From what he could tell between the flux of the ink pattern, one headline had something to do with a Christmas caroling session that was going to collect donations for AIDS research; the other screamed in neon letters that a double murder had been committed in the neighborhoods off of Robb Drive, his neighborhood. The picture that seemed to go with that headline was also much more recognizable; it was of his own house.
“The past and the future are mutable, Michael. Provided you have the will to change either. But you must choose. You cannot simply sit in the middle and wait for life to happen to you instead of taking command of it.”
Drakanis couldn’t speak at first; what the thing was offering him—and he was sure that this was indeed the Beast, the creature that dwelled within the painting and that Woods believed he was supposed to destroy—seemed impossible, but in the last few weeks, he had come to accept nearly anything as being
possible
; whether it would actually happen was a different question entirely.
Once he had finally managed to unglue his tongue from behind his lips, Drakanis turned his attention back to the boy that wasn’t really a boy. He tried to speak forcefully, but all that would exit his throat and pass his lips was an awed whisper. “You can give them back?”
The thing that was pretending to be Joey laughed, and Gina—assuming it was her in some shape or form—snorted from behind her paper. Drakanis wasn’t sure what they thought was funny about the question and was about to protest, but Joey interrupted him before he had even managed to think it, let alone speak.
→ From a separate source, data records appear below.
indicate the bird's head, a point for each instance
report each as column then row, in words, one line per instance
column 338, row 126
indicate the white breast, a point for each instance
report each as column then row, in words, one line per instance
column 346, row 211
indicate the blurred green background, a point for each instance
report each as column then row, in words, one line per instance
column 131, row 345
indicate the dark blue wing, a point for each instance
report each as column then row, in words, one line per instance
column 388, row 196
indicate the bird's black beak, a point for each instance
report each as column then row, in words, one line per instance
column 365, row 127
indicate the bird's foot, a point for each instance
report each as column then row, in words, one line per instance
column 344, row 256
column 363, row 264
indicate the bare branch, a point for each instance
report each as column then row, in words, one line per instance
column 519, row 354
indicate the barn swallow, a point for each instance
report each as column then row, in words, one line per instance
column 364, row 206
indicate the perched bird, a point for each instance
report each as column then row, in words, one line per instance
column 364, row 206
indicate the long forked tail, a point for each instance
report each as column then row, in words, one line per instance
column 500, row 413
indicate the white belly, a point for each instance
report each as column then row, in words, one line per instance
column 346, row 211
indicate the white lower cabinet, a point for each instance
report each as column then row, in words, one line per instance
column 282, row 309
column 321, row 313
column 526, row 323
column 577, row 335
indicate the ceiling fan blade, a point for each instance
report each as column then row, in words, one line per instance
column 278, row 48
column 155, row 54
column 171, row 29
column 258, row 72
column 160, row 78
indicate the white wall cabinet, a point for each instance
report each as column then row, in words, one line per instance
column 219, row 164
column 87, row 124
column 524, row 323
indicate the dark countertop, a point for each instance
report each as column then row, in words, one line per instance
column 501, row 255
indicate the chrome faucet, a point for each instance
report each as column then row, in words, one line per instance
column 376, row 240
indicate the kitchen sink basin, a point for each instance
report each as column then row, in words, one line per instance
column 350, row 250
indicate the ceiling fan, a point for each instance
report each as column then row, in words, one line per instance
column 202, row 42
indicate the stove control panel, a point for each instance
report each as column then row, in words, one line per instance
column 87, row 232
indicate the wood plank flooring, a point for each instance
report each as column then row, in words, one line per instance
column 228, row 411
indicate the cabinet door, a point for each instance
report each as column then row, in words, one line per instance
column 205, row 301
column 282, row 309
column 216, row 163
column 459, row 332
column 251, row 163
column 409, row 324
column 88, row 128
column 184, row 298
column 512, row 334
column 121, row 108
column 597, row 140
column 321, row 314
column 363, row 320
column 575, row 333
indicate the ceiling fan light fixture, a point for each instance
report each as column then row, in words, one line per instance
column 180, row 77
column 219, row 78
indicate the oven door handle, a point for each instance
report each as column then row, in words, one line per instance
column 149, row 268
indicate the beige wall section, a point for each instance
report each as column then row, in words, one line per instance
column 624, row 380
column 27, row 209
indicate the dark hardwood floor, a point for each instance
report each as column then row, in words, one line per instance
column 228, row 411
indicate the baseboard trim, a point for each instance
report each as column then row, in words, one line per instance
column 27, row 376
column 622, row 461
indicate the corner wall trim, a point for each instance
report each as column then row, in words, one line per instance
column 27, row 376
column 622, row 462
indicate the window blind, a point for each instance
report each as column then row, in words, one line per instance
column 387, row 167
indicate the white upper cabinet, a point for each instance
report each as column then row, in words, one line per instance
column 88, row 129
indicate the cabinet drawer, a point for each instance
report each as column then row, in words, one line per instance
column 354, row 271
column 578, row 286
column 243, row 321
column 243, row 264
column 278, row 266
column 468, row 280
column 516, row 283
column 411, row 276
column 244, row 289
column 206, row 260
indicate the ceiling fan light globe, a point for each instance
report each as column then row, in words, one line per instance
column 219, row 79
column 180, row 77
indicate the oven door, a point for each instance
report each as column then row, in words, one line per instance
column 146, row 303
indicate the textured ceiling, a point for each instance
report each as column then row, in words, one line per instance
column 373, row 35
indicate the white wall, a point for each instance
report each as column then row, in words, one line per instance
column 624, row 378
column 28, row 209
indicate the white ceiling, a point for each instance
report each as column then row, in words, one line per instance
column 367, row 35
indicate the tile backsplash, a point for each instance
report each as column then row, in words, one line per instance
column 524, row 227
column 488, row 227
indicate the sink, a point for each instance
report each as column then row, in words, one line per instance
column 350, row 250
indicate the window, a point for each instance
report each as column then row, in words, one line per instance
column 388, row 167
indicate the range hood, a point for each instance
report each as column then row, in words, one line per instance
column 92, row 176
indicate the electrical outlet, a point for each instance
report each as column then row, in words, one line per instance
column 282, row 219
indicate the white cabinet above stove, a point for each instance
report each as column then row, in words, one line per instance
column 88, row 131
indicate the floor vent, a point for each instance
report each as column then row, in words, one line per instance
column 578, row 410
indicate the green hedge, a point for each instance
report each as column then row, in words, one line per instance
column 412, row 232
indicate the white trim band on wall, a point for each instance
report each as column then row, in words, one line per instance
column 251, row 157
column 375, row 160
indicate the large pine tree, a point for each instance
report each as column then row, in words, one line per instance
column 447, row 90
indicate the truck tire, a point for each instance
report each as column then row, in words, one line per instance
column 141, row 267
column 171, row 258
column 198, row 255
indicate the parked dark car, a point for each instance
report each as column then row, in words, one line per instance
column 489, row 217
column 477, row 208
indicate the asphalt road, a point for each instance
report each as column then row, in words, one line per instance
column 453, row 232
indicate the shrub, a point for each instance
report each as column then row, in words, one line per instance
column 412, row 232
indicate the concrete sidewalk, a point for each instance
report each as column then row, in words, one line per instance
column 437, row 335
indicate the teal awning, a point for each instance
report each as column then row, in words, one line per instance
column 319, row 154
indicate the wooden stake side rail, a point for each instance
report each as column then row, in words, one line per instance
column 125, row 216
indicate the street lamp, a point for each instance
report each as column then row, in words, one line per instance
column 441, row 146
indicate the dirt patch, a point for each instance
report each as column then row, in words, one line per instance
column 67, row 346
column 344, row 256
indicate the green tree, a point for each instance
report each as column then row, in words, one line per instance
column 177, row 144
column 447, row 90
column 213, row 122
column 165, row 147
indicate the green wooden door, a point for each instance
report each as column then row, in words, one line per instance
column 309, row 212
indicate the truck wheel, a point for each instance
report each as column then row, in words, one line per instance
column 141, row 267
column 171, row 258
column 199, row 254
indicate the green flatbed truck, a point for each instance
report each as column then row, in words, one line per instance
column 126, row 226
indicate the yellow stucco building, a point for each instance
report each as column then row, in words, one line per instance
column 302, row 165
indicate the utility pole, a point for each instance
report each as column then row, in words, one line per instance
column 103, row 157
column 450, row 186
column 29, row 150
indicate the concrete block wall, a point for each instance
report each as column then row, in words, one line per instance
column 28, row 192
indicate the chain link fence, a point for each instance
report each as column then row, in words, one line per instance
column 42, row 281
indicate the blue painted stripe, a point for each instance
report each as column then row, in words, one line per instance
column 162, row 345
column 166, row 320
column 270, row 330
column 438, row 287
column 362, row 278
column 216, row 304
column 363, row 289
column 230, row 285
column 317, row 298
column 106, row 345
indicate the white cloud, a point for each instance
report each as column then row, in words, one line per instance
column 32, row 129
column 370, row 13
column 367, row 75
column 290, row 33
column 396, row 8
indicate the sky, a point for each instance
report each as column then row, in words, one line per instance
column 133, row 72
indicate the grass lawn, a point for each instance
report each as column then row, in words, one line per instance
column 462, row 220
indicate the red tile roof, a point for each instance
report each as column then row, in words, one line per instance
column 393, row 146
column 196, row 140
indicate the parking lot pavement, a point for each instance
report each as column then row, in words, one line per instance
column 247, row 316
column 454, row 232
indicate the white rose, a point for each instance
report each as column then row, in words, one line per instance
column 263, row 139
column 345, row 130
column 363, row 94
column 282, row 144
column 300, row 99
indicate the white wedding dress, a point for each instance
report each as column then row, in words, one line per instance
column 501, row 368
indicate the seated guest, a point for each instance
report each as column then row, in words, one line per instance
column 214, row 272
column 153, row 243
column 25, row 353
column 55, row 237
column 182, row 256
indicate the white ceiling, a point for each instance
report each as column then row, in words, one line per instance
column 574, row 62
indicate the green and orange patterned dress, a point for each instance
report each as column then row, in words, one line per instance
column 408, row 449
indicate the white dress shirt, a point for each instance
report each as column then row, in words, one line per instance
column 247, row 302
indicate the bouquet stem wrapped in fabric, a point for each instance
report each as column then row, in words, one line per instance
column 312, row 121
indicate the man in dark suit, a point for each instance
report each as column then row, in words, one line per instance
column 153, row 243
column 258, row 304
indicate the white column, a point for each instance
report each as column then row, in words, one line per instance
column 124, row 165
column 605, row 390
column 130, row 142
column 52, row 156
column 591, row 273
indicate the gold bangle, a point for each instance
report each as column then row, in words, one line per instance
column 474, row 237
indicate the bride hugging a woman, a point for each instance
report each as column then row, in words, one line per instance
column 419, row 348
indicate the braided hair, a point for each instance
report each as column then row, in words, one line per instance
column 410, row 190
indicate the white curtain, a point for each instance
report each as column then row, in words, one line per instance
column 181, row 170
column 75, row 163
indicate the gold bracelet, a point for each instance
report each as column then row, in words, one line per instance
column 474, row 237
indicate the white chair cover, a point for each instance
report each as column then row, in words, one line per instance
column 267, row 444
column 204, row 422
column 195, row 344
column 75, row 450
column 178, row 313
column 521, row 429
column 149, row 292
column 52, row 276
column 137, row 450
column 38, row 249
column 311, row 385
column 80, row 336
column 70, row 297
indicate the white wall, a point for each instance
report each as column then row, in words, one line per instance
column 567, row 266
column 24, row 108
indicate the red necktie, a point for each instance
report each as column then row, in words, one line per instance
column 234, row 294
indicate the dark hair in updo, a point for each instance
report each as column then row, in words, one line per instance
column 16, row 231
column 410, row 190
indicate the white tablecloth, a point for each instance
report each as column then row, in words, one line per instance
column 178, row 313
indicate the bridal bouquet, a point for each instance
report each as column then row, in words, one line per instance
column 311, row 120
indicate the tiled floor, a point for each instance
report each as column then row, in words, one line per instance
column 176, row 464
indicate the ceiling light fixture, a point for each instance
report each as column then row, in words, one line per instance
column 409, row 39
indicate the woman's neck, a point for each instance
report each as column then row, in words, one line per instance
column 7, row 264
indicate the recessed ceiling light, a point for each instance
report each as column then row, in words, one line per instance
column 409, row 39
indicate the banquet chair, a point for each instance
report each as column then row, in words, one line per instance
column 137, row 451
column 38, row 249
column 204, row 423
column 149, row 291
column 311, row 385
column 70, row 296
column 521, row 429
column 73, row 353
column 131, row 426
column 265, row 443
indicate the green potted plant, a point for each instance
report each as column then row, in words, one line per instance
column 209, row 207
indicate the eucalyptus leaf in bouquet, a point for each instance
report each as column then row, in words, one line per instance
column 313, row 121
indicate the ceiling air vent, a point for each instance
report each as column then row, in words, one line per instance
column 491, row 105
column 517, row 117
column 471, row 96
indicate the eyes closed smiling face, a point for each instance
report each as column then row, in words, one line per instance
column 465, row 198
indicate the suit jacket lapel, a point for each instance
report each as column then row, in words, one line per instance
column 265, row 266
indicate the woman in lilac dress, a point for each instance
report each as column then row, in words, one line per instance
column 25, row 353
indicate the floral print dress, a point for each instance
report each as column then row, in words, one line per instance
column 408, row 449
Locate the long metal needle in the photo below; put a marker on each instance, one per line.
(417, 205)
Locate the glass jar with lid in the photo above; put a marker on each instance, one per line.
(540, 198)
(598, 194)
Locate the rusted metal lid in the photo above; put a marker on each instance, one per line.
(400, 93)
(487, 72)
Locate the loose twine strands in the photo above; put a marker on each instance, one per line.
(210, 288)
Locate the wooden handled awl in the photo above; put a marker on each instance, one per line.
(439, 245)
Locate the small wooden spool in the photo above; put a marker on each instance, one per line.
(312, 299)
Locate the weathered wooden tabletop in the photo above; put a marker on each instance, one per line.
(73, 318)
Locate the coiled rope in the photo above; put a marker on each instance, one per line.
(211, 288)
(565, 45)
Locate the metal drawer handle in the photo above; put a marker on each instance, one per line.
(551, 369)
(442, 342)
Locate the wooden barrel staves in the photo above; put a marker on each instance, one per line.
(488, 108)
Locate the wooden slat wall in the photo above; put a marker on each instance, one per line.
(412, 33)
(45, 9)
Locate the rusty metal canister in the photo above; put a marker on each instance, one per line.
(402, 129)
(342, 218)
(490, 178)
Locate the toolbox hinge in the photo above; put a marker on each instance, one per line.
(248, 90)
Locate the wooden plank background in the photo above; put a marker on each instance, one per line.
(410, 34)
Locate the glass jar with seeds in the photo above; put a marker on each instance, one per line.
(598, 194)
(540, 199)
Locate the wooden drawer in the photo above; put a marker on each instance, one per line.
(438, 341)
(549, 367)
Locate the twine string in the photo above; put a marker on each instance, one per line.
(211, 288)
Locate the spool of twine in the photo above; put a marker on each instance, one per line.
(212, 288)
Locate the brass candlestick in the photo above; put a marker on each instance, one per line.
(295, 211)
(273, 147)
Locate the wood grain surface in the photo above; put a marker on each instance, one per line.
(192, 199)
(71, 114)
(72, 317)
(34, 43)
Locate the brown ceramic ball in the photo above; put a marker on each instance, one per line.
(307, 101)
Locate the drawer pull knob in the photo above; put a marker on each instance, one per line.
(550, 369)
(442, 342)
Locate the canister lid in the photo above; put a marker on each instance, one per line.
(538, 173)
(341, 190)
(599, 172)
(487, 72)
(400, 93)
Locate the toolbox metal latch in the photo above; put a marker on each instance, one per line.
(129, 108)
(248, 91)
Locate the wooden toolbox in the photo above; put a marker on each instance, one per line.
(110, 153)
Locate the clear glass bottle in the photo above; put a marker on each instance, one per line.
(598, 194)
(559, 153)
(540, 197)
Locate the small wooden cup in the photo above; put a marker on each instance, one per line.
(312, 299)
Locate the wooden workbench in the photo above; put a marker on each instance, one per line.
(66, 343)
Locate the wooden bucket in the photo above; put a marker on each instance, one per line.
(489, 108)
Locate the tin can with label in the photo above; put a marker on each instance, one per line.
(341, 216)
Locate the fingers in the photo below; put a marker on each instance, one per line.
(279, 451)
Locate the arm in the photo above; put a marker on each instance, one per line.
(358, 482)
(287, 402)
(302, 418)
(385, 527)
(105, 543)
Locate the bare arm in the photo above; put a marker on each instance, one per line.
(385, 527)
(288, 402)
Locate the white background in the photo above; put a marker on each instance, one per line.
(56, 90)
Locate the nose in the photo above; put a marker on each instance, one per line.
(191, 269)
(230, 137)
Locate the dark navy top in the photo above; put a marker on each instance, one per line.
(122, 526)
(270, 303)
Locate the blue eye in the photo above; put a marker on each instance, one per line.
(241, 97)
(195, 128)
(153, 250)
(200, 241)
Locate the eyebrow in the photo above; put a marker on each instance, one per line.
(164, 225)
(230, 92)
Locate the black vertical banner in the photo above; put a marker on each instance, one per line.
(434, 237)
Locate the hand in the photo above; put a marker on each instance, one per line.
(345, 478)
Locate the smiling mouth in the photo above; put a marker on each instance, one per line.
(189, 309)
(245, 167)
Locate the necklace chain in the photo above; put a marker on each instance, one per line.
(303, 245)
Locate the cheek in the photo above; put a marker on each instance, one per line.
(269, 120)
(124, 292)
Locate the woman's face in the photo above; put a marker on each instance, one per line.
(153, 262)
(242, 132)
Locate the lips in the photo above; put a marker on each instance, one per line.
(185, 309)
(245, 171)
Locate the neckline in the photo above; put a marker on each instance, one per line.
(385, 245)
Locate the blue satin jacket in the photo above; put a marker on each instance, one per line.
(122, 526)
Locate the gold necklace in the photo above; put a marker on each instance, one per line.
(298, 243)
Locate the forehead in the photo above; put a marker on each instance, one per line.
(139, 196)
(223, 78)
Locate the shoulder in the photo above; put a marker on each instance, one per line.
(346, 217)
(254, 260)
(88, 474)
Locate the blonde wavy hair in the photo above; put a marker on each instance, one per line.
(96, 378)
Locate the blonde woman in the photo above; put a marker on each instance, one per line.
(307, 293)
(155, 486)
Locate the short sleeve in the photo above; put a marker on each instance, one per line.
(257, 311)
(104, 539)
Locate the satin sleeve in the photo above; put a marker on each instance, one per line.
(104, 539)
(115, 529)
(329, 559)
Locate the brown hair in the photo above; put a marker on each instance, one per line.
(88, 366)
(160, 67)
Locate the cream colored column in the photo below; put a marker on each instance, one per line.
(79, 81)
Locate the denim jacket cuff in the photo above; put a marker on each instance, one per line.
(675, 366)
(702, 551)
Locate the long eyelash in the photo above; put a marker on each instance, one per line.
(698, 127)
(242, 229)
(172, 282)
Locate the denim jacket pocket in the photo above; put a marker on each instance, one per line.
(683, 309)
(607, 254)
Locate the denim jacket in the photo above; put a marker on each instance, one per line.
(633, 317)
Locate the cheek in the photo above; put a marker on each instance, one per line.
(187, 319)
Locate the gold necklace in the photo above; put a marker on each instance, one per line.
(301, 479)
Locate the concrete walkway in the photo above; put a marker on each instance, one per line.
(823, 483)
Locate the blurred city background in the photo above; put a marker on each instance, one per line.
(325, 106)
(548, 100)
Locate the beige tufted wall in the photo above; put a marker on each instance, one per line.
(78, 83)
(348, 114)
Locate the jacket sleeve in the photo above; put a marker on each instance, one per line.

“Those Karesh has taken may be replaced, just as he may be. The one you call Damien speaks only lies of me, for he knows me under only adversarial circumstances. Karesh—the one you call Karim—believes me something else and appeases his own hungers while claiming them to be mine. I have a purpose, one granted me long ago, but cannot serve it as I am. Unlike what you may believe, my mission is one of mercy.”